In the run-up to the General Election which produced the Blair government all those years ago, the celebs were queuing up to tell us they would be shipping out if Tone got into Downing Street. After the smoke and dust of the election settled it became clear most of the emigration threats were nothing more than wind and water – and I feel it my duty to tell you the same could happen all over again in 2014.
On balance many more influential people will happily go public with what they wish for in an independent Scotland, but those desires always seem to pivot around them making a lot of money.
But that is to look on the dark side. The same obsession with confining any significant opinion on independence to the party faithful, plastic patriots, plastic ex-pats and the weak-minded noveau riche, the section of the Scottish community we might well describe as the silent majority have the nowse to watch and wait for the right moment to deliver their own verdict – like on referendum morning.
No election outside Russia is a predictable certainty, that’s for sure. Even our recent local authority elections produced a few nail-biters when counting time came around, but it did serve to provide a first-class illustration of the way we have all sat back and allowed the suits to set up complex electoral scams that enable some extremely dubious characters the chance to get their trotters into the well-filled troughs of public money.

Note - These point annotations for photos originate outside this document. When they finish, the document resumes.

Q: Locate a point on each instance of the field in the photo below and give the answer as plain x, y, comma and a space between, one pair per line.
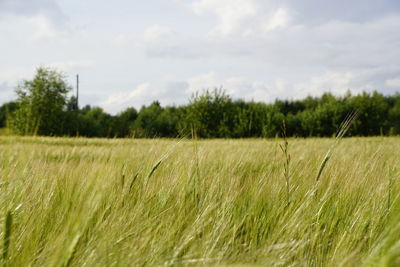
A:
93, 202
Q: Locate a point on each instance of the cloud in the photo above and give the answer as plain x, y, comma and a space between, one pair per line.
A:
243, 17
144, 94
6, 92
28, 8
72, 65
394, 82
157, 33
38, 19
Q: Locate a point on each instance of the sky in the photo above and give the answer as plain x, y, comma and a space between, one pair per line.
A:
132, 52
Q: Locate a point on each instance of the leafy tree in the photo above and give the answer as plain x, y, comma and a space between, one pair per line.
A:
41, 104
5, 110
210, 114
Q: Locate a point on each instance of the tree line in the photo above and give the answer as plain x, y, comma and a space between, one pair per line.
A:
43, 108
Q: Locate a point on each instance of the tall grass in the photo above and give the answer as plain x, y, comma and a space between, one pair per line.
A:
95, 202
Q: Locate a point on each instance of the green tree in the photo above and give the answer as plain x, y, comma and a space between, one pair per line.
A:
41, 104
211, 115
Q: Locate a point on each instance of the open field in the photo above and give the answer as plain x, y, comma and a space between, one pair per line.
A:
93, 202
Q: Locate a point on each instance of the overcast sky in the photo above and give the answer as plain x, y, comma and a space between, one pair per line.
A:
131, 52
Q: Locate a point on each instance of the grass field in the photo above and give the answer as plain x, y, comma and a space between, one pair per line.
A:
92, 202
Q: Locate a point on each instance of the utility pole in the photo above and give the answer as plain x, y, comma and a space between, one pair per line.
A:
77, 91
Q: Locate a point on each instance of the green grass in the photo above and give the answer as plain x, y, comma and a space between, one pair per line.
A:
93, 202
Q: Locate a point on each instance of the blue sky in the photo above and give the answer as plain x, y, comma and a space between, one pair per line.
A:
129, 53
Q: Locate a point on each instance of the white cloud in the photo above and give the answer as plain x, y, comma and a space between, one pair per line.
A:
243, 17
279, 19
393, 82
157, 32
72, 65
231, 13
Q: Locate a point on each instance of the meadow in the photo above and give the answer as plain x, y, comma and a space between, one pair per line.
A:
169, 202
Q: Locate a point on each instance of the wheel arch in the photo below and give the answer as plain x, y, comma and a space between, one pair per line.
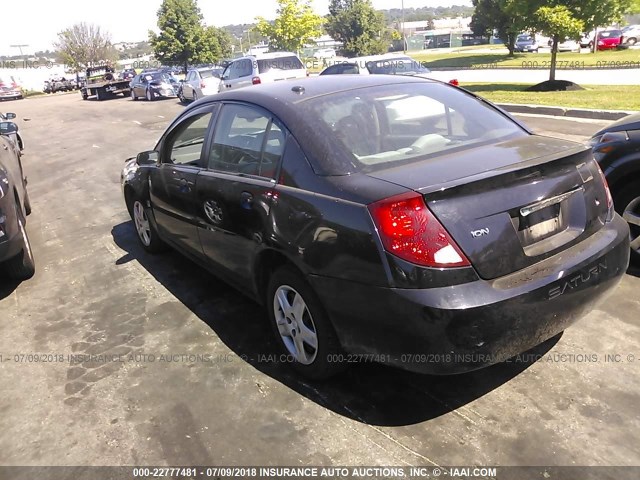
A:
267, 262
623, 171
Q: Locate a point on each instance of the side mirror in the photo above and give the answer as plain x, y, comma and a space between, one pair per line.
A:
7, 128
149, 157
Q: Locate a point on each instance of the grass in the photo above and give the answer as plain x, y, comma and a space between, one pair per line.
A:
607, 97
566, 60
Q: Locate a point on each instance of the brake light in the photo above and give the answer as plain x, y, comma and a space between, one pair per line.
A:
409, 230
607, 191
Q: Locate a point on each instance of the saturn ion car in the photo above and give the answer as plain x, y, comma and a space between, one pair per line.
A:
397, 218
16, 256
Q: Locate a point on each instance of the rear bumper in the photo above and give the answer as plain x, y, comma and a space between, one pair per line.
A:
10, 238
464, 327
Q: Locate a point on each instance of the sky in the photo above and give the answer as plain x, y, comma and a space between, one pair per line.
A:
36, 22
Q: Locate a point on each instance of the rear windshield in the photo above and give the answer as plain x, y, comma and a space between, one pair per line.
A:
216, 72
382, 126
280, 63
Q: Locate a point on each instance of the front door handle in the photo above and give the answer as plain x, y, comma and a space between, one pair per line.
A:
185, 186
246, 200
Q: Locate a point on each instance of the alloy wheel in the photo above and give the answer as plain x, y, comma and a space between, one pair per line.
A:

I am still a devotee of the old first-past-the-post way of voting as it had worked just fine for decades, with the benefit of allowing areas with a strong voter support for a specific party to return a strong representation rather than a rabble of bickering minority groups, some of which appear to have a identity problem when it comes to the scramble for power.
Maybe there is some merit in the African method where the guy at the top of the pile ensures his continued success by having leaders of opposition groups thrown into jail on a set of rather imaginative charges whenever the ballot boxes are dusted off.
Not very subtle, but like beauty, democracy is in the eye of the beholder. So, by the time you test your personal attention span on this edition of The Pilgrim, the more ghastly parts of the diamond anni-bash will be over. Her Maj will be able to go back to Buck House, slip into her old cardie and slippers, treat herself to a decent cup of tea and The Racing Post for a few days’ well-earned rest, satisfied she has again delivered the goods to her subjects in her own inimitable way.
I will keep my nasty republican views to myself for a while as I concentrate on the not inconsiderable task of staying out of the way of the hype and controversy, scandal and moaning that will be the 2012 Olympic Games.
But be honest, don’t you think the whole diamond anniversary deal was a bit over the top? I loved the shot of a half-naked Welsh bird baying away at the national anthem in the middle of a racecourse as she lost a battle with the weather, the band of the Royal Marines and a crowd of folk who just weren’t interested. Who’s bright idea was that? Thankfully, not mine.